El cubano Rigoberto Díaz Cruz, señalado en un altercado que generó fuerte tensión vecinal en Cancún, habría sido deportado desde México y ya se encontraría en Viñales, Pinar del Río, según informó el periodista independiente Niover Licea, de la plataforma Nio Reportando un Crimen.
La información fue difundida en Facebook después de que el caso se viralizara en redes sociales por una disputa ocurrida en la Supermanzana 23 de Cancún. De acuerdo con reportes de prensa mexicana, el incidente comenzó cuando un ciudadano mexicano reclamó por la presunta mordida de un perro y terminó con una agresión física, daños a una vivienda y un amplio operativo de seguridad.
Hasta el momento, la supuesta deportación ha sido reportada por Licea, pero no consta una confirmación pública del Instituto Nacional de Migración de México sobre el retorno de Díaz Cruz a Cuba.
Rigoberto Díaz Cruz llega a Cuba tras deportación
Según la publicación de Nio Reportando un Crimen, colaboradores de la plataforma informaron que Rigoberto Díaz Cruz ya habría regresado a Cuba luego de permanecer bajo custodia de autoridades migratorias mexicanas.
El reporte indica que el cubano habría arribado “durante la jornada de ayer” a Viñales, municipio de Pinar del Río, tras los hechos que provocaron una amplia polémica en Cancún.
Licea también acompañó la información con una reflexión sobre las consecuencias que pueden tener los actos de violencia para los migrantes cubanos en el exterior.
“Este caso deja una importante reflexión para todos los cubanos que residen en el extranjero: la violencia nunca es el camino y una mala decisión puede poner en riesgo años de sacrificio, trabajo y oportunidades.”
La frase apunta a un punto sensible para buena parte de la comunidad cubana emigrada: el riesgo de perder estabilidad migratoria, empleo, residencia o proyectos familiares por un conflicto que escale fuera de control.
Cubano protagoniza altercado viral que escaló en Cancún
El caso tomó notoriedad luego de que circularan videos y reportes sobre una disputa vecinal en la Supermanzana 23 de Cancún.
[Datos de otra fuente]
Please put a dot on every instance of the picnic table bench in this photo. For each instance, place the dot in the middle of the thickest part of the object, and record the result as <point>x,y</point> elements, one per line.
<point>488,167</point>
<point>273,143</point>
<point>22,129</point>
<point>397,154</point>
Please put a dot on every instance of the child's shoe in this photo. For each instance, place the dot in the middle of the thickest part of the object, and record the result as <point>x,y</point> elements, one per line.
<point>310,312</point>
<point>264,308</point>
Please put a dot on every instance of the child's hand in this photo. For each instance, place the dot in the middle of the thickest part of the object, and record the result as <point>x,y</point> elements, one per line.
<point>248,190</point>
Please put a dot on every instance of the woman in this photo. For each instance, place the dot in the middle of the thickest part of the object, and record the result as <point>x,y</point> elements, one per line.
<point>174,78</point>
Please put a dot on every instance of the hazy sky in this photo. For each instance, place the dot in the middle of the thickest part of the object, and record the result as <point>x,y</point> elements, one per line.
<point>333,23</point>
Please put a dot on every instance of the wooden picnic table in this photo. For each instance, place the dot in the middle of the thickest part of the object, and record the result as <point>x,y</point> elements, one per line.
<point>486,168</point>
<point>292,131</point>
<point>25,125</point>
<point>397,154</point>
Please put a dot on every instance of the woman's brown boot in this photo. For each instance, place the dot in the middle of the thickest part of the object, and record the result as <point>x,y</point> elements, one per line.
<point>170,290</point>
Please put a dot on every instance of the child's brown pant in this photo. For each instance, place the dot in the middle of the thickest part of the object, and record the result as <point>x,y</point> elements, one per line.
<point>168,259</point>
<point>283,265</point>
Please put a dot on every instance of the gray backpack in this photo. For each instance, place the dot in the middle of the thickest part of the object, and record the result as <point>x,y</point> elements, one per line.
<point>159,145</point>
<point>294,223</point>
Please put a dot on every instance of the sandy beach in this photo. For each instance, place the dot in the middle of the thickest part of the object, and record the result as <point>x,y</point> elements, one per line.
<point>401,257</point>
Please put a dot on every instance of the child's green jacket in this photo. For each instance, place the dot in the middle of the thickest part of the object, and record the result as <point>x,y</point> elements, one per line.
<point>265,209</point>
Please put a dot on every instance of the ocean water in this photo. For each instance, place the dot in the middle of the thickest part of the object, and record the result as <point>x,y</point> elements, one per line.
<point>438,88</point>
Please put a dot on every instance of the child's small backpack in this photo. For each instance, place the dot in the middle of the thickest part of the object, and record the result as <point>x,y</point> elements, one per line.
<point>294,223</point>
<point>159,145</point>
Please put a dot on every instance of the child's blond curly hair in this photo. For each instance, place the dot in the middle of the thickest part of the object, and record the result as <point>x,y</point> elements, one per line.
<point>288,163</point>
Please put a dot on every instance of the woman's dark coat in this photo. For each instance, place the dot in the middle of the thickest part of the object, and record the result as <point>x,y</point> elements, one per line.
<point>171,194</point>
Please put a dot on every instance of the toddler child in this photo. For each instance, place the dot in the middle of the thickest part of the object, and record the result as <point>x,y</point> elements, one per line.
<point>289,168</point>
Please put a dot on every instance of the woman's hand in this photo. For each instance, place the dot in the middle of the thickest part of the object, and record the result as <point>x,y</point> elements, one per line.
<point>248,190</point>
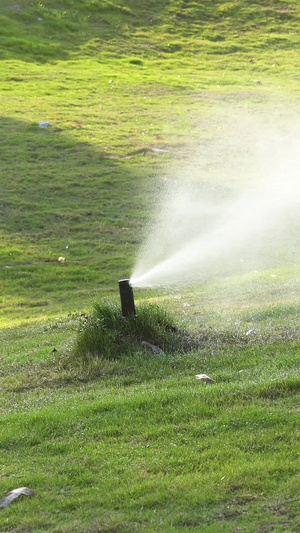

La versión difundida por medios mexicanos señala que un hombre reclamó por la presunta mordida de un perro y pidió información sobre la vacunación del animal.
El intercambio habría derivado en una agresión física atribuida a un hombre de origen cubano, identificado en reportes oficiales solo como Rigoberto “N”. La difusión del video provocó una rápida reacción en redes sociales y movilizó a vecinos de la zona.
Horas después, decenas de personas acudieron al domicilio relacionado con el señalado agresor. Durante la tensión se reportaron daños en puertas, ventanas y el portón de la vivienda, lo que obligó a la intervención de distintas corporaciones de seguridad.
Las autoridades mexicanas pusieron a disposición del Instituto Nacional de Migración a Rigoberto “N” y a Yudelmis “N”, ambos de origen cubano, mientras se revisaba su situación migratoria. También trascendió que la mujer recibió atención médica preventiva durante el operativo, debido a su embarazo.
Las dudas que quedan abiertas
La presunta deportación de Rigoberto Díaz Cruz añade un nuevo capítulo a un caso que ya había generado debate en México y entre cubanos residentes en el exterior. Sin embargo, quedan aspectos importantes sin aclarar.
No se ha informado oficialmente si Díaz Cruz enfrenta o enfrentó cargos penales por la agresión denunciada, ni si la deportación cerraría el procedimiento migratorio iniciado tras el incidente. Tampoco está clara la situación actual de Yudelmis “N”, quien fue puesta a disposición del INM junto a él.
El caso también expone el impacto que puede tener la viralización de hechos violentos en comunidades migrantes. Una disputa local terminó convertida en un episodio de alto alcance público, con presencia policial, presión vecinal, custodia migratoria y, según el reporte más reciente, la salida del país de uno de los implicados.
Por ahora, la información central disponible es que Niover Licea reportó el regreso de Rigoberto Díaz Cruz a Viñales tras una presunta deportación desde México. La confirmación oficial de las autoridades migratorias mexicanas sigue siendo el dato clave pendiente.